Even for people with a terminal diagnosis, Inpower can improve the remainder of a patient’s life.
Rosencrantz recalls one man who came to Inpower because he wanted to be able to take his grandchildren skiing one more time before he died.
“We worked three months strengthening his legs,” she said. “He took his grandkids skiing and felt so good and had such a wonderful time that he and his wife went to Mexico for a week. He died a day after he got back. But (exercise) allowed him to live while he was dying.”
Rosencrantz has worked with about 450 cancer patients in Inpower.
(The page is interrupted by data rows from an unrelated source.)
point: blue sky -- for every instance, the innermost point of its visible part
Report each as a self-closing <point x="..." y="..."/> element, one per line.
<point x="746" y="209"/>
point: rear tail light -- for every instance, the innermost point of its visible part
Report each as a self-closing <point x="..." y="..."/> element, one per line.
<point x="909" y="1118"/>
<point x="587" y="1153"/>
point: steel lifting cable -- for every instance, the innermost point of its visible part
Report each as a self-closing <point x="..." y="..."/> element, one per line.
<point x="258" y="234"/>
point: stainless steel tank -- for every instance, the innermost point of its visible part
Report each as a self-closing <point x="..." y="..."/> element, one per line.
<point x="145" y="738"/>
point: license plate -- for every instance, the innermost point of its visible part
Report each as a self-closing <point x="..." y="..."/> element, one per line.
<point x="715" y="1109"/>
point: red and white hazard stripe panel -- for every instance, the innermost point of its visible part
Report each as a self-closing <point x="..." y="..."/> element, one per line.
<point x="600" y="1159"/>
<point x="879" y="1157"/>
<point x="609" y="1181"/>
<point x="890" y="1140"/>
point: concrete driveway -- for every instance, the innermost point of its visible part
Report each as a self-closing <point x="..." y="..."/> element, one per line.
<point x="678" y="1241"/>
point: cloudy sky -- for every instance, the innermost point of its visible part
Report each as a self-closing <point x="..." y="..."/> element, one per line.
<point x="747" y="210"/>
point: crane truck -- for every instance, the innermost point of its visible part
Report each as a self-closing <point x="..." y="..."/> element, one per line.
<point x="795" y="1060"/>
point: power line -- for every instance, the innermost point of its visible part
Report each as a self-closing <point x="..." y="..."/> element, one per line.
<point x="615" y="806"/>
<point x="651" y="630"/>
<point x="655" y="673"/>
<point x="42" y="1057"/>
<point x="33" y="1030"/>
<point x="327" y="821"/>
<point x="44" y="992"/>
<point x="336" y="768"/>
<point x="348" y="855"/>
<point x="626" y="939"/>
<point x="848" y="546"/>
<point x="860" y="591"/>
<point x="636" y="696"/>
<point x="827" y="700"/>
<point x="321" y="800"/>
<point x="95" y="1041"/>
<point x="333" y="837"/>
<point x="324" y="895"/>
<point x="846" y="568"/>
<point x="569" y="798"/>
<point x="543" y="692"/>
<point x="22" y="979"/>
Before enrolling in Inpower, each survivor completes a health questionnaire and needs a medical release from his or her oncologist. The medical release allows Rosencrantz to communicate with the patient’s medical team so they are aware the patient is exercising and so Rosencrantz can implement any restrictions/limitations the oncologist recommends when creating the patient’s individualized exercise program.
Rosencranz meets one-on-one for a consultation and assessment. After she creates an exercise program, the patient can then come to the MJCC during the Inpower classes and use the center’s fitness equipment under Rosencrantz’s guidance.
For more information on Inpower, visit www.inpowerfitness.com or call Rosencrantz at 503-915-0035.
Caption for bottom image: Inpower founder Laura Rosencrantz watches Leslie Weber balance as she lifts hand weights. A breast cancer survivor, Weber says Inpower has helped her both physically and mentally. She took medical leave from her job after her first surgery. “It was good to get out of the house and have a place to come and interact with other survivors,” she says. “It’s hard when you are feeling crappy, but I always felt physically better after coming.” Weber appreciates that Rosencrantz is constantly modifying her program, tailoring it to her medical condition. For instance, after her reconstructive surgery, Weber was unable to lift weights for two months, but she was able to do cardio and leg strengthening. “Laura is always gauging my condition and pushing me to try to move to the next level.”